Instructions to install RStudio are provided in the box below.

TODO: Install RStudio

  • Go to https://posit.co/download/rstudio-desktop/
  • Click on the link to download RStudio.
    • Mac users: At some point, you'll see a window pop up that shows the Applications folder and the RStudio app icon. Make sure to drag the RStudio icon into the Applications folder.

Git

Git is a version control system (VCS). A VCS is a program that allows you to track changes to files. It is most commonly used for code, but can be used for any type of file. Git is a popular VCS, and it is free to download and use. It is not necessary to use Git to write code, but it is used by most programmers. Git is a command-line program, which means that it is run from the terminal (more info on that later). Git is a powerful tool that allows you to track changes to files, revert to previous versions of files, and collaborate with others on code. It is important to note that Git is not the same as GitHub, which will be discussed later.

Luckily for Mac users, Git comes pre-installed and no setup is required. Windows users will have to follow the instructions in the box below to install Git.

TODO: Install Git

  • Windows users: Go to https://git-scm.com/download/win/ and click the link to download Git. Doing so will also install Git Bash for Windows, which is a terminal we will use later.

Conclusion

Now we've gone over the purpose of R, RStudio, and Git. Below, you'll be able to practice using R and RStudio. Using Git and the terminal will be handled in future sections.


Practice

Setting up R Studio

When you open RStudio for the first time, you'll see three windows. The left window is the console, which is where you can type code and see the output of that code. When you create or open a file, this left side is then broken into two windows, one for the file and one for the console. The top right window is the environment, which is where you can see all of the variables that are currently defined. The bottom right window is used for many purposes, but is frequently used to look at help documents, plot outputs and files.

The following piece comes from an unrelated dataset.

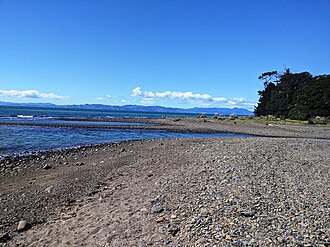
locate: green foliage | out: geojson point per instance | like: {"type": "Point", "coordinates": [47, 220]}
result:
{"type": "Point", "coordinates": [297, 96]}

There's a few settings to be aware of. Go to Tools > Global Options in the top ribbon. In the window that pops up, click on the Code tab on the left. It should automatically have the Editing tab open. Change Tab width: from 2 to 4. This is just saying how many spaces are put into your code when you hit tab. The default of 2 is far too small for code readability. Then, click on the Display tab on the top. Make sure that the Highlight R function calls and Use rainbow parentheses boxes are checked. Both options will help you see what is happening in your code more clearly. Click Apply to save your changes.

If desired, you can also change the theme of RStudio. This can be done by clicking Appearance in the same Global Options page, and then selecting a theme from the dropdown menu. Click Apply to save your changes.

Creating your first R file

As stated above, the console window in RStudio can run R code. However, it does not save the code that you type. In order to save code, you need to create an R script. To do this, click File > New File > R Script in the top ribbon. This will create a new, unsaved, untitled file, which opens above the console in a new fourth window. In this window, type the following code:

print("Hello world!")

Place your cursor on that line of code, and press Ctrl + Enter (or Cmd + Return for Mac), and you'll see your line in the console window, as well as the message "Hello world!". Now, press Ctrl + S (or Cmd + S for Mac) to save your new file under a name and folder of your choice.

Keyboard Shortcuts

Return to the previous chapter and try out all 14 keyboard shortcuts introduced there. Pick two or three to practice until you have them memorized.